“玩儿得开心点儿。”布雷斯融进了客厅,我拐去了侧厅,他是天生的派对生物,我却为接下来的任务紧张得要命。
我不是没见过宴会的阵仗,但我过去从来都只是个旁观者,常常和德拉科用讥讽的目光扫视那些不通世面的傻瓜,然后在下一个转角肆无忌惮地对其取笑一番。我没想到有一天我会躲在侧厅里,思考从某一位宾客嘴里套出话的可能性大小。
也不知道什么时候,德拉科换上一本正经地表情走到那些人旁边举杯,而我永远被留在了适合观望的地方。
我们之间只隔着八月二十四日的一场大火。
束腰礼服让我觉得喘不过气,人的目光让我反胃,绞尽脑汁的漂亮话也让我恐惧。
“只要她一出现,那些男人就少不了去献殷勤,她捉弄人的手段好玩儿极了……”扎比尼夫人是这么评价我妈妈过去的样子的,“你和初弦长得真像。”
我把头垂得低低的,看着花窗里自己脚尖的倒影,然后终于抬起手碰了碰那玻璃——深呼吸——最后抬起脸。
借着反光,我看见,礼服上细细的宝石被箍在裸露的肩颈下方,到腰部已经碎得像钻粉,把裙子的下摆点缀得像是卷进深蓝夜空里海浪,随着光线的每一次变动而翻涌。
花窗玻璃的倒影里也不再是一个没精打采的小屁孩了。
我第一次这么认真地观察自己的脸——我看自己脸上不对称的两颗泪痣,看自己鼻梁上的小突起,看自己尖尖的牙齿——最后得出结论,我长得不像奥古斯都。
于是我终于做了个坦然的表情,美丽不是可耻的东西。
本杰明布里顿的音乐停下来了,这是一个信号,意思是那个男人现在正往这边走过来——那个囿于破产的第二继承人,扎比尼夫人一心想要摆脱的丈夫,魔法部人事局的老员工。
我也迎着他来的方向走过去,在扎比尼夫人走进房间和他“谈谈”之前,他是我的。
开始上年纪的男人总是喜欢在年轻小姑娘面前摆出一副友好又愚蠢的样子。
我说找不到朋友的包厢了,他就笑吟吟地请缨带路;我们迈上台阶时他说他早就对宴会感到厌烦;穿过阳台时他说如果我肯多来露脸几次,情况就会变得完全不一样;走完长廊时他绅士地冲我伸出胳膊,我挂起微笑把手搭了上去——房间里空无一人。

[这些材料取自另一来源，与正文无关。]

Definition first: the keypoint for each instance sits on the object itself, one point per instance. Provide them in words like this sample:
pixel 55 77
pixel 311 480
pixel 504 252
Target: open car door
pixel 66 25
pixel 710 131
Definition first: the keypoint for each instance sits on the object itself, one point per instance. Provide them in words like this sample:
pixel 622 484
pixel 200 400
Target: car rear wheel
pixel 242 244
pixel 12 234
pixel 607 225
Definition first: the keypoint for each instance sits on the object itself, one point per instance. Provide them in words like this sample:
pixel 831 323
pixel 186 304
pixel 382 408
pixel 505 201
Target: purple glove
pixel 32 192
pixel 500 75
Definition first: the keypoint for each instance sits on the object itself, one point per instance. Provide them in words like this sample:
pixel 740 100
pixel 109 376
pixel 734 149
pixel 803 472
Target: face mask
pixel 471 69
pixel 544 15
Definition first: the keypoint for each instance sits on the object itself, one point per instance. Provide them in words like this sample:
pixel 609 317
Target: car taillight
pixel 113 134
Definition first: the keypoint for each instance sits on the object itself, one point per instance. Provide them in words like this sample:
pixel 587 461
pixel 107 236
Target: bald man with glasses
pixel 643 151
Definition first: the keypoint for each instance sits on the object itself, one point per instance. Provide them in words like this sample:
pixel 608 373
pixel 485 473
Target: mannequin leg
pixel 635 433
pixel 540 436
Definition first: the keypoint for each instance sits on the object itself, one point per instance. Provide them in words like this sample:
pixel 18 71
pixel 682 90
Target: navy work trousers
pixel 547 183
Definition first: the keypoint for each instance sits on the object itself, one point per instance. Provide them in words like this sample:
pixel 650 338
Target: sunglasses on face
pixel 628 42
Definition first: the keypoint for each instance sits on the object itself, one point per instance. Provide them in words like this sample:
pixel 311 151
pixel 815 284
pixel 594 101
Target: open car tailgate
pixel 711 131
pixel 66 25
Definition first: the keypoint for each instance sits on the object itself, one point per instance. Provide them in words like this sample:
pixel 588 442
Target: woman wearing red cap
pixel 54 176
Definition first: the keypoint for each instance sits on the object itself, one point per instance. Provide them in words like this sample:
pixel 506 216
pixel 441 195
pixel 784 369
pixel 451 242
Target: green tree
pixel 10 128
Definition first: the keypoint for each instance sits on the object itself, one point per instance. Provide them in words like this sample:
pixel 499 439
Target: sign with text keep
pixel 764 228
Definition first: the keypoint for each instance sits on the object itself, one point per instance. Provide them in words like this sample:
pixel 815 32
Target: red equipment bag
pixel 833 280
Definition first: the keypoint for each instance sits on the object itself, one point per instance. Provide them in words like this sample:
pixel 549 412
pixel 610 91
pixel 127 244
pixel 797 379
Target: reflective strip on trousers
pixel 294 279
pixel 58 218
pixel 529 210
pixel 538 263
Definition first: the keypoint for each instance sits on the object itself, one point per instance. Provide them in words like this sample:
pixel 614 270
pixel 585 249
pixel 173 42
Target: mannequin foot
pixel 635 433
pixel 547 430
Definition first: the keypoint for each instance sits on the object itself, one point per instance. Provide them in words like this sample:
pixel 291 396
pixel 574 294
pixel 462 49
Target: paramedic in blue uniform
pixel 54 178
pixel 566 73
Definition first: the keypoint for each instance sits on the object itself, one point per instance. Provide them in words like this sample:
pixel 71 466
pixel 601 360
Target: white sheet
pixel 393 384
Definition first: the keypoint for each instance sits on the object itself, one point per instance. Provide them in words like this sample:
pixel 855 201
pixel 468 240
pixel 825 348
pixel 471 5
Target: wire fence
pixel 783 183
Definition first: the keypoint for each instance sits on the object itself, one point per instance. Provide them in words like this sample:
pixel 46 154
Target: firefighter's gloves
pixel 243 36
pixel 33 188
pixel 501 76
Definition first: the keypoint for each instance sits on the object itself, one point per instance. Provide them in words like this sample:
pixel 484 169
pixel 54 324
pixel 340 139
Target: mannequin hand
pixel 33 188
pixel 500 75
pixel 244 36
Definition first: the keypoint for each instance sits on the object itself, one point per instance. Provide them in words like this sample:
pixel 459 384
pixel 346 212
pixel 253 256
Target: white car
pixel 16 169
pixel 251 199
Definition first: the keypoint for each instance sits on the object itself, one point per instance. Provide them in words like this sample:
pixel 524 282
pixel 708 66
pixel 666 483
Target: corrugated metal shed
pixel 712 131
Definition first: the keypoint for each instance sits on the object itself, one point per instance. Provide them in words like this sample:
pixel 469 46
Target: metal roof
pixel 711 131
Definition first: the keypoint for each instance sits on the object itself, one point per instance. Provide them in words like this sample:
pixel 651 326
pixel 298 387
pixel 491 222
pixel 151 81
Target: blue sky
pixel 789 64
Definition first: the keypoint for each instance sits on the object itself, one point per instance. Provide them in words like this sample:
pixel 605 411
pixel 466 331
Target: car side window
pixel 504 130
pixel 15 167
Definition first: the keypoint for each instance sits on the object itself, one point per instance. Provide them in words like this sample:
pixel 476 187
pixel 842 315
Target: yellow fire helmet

“这么说,你还在上学呢?”他借着惊讶把我从头到脚打量个遍。
“是的,先生。我们黑魔法防御课老师肯定会因为我没做作业杀了我的,可是谁能拒绝玩乐的好机会?”我欢快地拿出一副顽皮而幼稚的语气,从手从他胳膊上挪开,转到茶几旁边,从玻璃器皿里倒出两杯酒。
“学生这么做可不太好,你们黑魔法防御课老师真是要伤心了。”他倒是很自觉地来认领自己的那杯酒了,还神经质地挑选了一番。
我并不清楚自己的酒量,速战速决最好——借着抬起杯子掩盖自己紧张的表情,杯子里有股熟悉的味道。
“别拿我当小孩子!”我接着嗔怪地撇了撇嘴,“她伤心才好呢,真不明白乌姆里奇女士是怎么拿到这个职位的,我听说她明明在魔法部待得好好的!”
“乌姆里奇女士?噢,你说那个清洁工的女儿,别人不知道,我可了解得很呐。”男人一边瞧着我,一边轻蔑地谈起了乌姆里奇,就好像他一届职员可以完全不把乌姆里奇这个副部长放在眼里似的,我适时地表现出了崇拜和讶异。
“清洁工的女儿,乌姆里奇女士的父亲是清洁工吗?我们从没听她说过,我们都以为她父亲是威森加摩里的大人物呢……他是不是已经退休了,难道乌姆里奇不想承认这个父亲吗?”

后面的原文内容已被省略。